The US Securities and Exchange Commission (SEC) is in the midst of gathering information to take down what drives the world’s crypto economy: centralised crypto exchanges.
As the SEC’s case against FTX continues to develop, the SEC has shown that it has arguments that are getting increasingly anti-crypto, through its statements regarding FTX’s token FTT.
Last Wednesday, the SEC announced charges against former Alameda Research CEO Caroline Ellison, and FTX’s co-founder Gary Wang. Both have been key figures in the operations of disgraced FTX founder Sam Bankman-Fried’s now-troubled crypto empire. Alameda Research is said to be an affiliate of FTX, but is not directly related, says Bankman-Fried – despite troubling audits proving otherwise.

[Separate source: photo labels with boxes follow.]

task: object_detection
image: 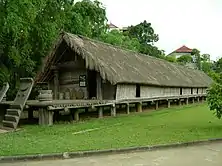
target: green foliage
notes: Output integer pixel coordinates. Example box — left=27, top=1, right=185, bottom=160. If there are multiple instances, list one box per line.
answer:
left=125, top=20, right=159, bottom=44
left=100, top=30, right=140, bottom=51
left=201, top=61, right=213, bottom=73
left=0, top=0, right=106, bottom=99
left=207, top=72, right=222, bottom=119
left=124, top=20, right=164, bottom=58
left=177, top=55, right=193, bottom=64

In the FTX saga’s latest developments, both Ellison and Wang had turned against Bankman-Fried and are “fully cooperating” with federal authorities in order to pursue matters relating to FTX’s collapse, officials said. Both Ellison and Wang have already pled guilty of all charges against.
In the pursuit of declaring FTX guilty of charges relating to securities fraud – by way of how FTX was selling its native token FTT – the SEC has noticeably used language that perhaps marks an even more hostile stance towards crypto assets as a whole.

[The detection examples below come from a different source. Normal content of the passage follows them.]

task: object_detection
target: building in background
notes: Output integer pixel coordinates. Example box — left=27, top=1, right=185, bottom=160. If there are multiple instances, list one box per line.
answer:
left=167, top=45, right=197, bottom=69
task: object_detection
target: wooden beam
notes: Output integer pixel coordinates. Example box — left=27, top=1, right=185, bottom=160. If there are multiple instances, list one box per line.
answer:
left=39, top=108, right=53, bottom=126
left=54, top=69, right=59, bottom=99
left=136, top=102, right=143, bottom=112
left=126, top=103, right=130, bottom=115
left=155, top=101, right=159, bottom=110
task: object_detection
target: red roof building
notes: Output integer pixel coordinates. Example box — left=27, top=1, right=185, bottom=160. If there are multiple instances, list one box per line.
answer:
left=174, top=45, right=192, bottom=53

This time, the SEC had labeled FTT an “an illiquid crypto asset security,” which marks a firm stance in how the SEC views FTT as a security within itself, no matter how it is sold, offered, or traded.
Although it may seem small, the SEC is pursuing a lawsuit against FTX by labeling its native token a security inherently in all contexts marks a giant shift in how the SEC is approaching how it regulates securities.
On December 24th, SEC chair Gary Gensler referred to FTT as “an exchange crypto security token that was integral to FTX,” while announcing charges against Ellison and Wang.
Previously, the SEC had not been clear about how crypto assets can be regulated, pushing them wholly to the category of securities without much criteria beyond the Howey test. As Gensler made the bold move to firmly declare a particular digital asset as a security, it can possibly bring forth substantial developments in the SEC’s efforts to regulate crypto.
If the SEC can convince US courts to agree that digital assets, namely tokens like FTT, are securities despite how they are being offered, the SEC can be granted more power to oversee any intermediaries, crypto firms, and even crypto projects that generate any token.
In this case, the SEC can potentially target major crypto exchanges such as Kraken, Coinbase, and Binance, creating major exposure to legal liabilities to such major players in the crypto space. These exchanges can also be potentially subject to forcibly be part of registered exchanges (who aren’t particularly friendly to crypto), or even shut down.
The SEC has had a record of being unkind towards crypto, and has recently added its successful suit against LBRY, a blockchain-based content sharing platform, to its list of victories against cryptocurrencies. The SEC’s efforts had also got a judge to imply that LBRY’s native token LBC is considered a security.
“What the LBRY decision does is provide a major step forward in the SEC’s quest to label all tokens as securities, and that is indeed a very, very significant thing,” Lewis Cohen, an attorney specializing in crypto and securities regulation, said.
“The SEC has changed gears,” Cohen said. “Instead of going after projects, they want to go after the marketplaces and intermediaries.”
While the SEC’s case against LBRY is relatively small, occuring in the US District Court for the District of New Hampshire, if the SEC’s pursuit against FTX results in SEC’s victory, things can drastically change. The SEC’s current case against FTX is set in the US District Court for the Southern District of New York – and is integral to federal finance laws, earning the title of “Mother Court” by legal professionals.